Так и не решились половцы перейти Альту, застряли меж ней и Трубежем, хоть и переходить-то было… вплавь перебрались бы, одними только конями запрудили бы речку. Уж через Трубеж-то да и иные реки межевые перейдя…
Сейчас подходили черниговцы – северские полки шли в силе, мало не равной силе великого князя, и Изяслав Ярославич почувствовал, как на челюсти сами собой вспухают желваки. Неужели и на этой войне Святослав опять наложит лапу на вождение всей ратью? До зела, до скрипа зубовного великому князю нужен был ратный успех, который присудили бы именно ему, а не Святославу, как то случилось и в торческом походе, и на Немиге.
Хотя на Немиге-то… хоть перед собой не криви душой, Изяславе, – великий князь стиснул рукой поводья, и конь невольно заплясал под седлом, почуя гнев господина. – Какая там победа… столько крови пролили, и всё – впусте! Ни Всеслава взять не смогли, ни силу кривской земли сломить!
На миг перед Изяславом снова встали прошлогодние события – густой снег валит с низкого серого неба, пешцы вязнут в сугробах, кони несутся, высоко взрывая пушистый снег, звенит оцел, проливая на зимнюю белизну алую кровь…
Да… так оно и было.
Всеслава они хоть и взяли, а только до полного подчинения Полоцка ещё… как до Царьграда ползком! И у Мстислава в Новгороде опасность никуда не делась.

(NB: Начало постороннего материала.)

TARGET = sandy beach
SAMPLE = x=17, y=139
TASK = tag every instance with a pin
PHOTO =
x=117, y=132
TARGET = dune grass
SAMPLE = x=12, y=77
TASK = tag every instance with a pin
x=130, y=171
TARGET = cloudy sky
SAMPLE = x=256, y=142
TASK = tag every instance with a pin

Вот и теперь дяде Всеволоду на помощь Мстислав прийти не обещал – опасно город оставить, как бы полочане опять не подступили, без князя-то… Да и Мономах из своего Залесья навряд ли успеет, нечего и ждать даже.
А Всеволод и не ждёт.
Переяславский князь словно этой мысли только и ожидал. Послышался приближающийся конский топот – Всеволожа дружина вмиг вынырнула откуда-то из балки, подскакала ближе. Старшой Изяславлей дружины невольно кинул руку к рукояти меча – очень уж внезапно появились переяславцы. Под укоризненным взглядом князя Тука разжал кулак, отпустив серебрёный черен, но руку с пояса не убрал – не любил чудин разного рода внезапностей. И не верил никому, даже княжьим братьям.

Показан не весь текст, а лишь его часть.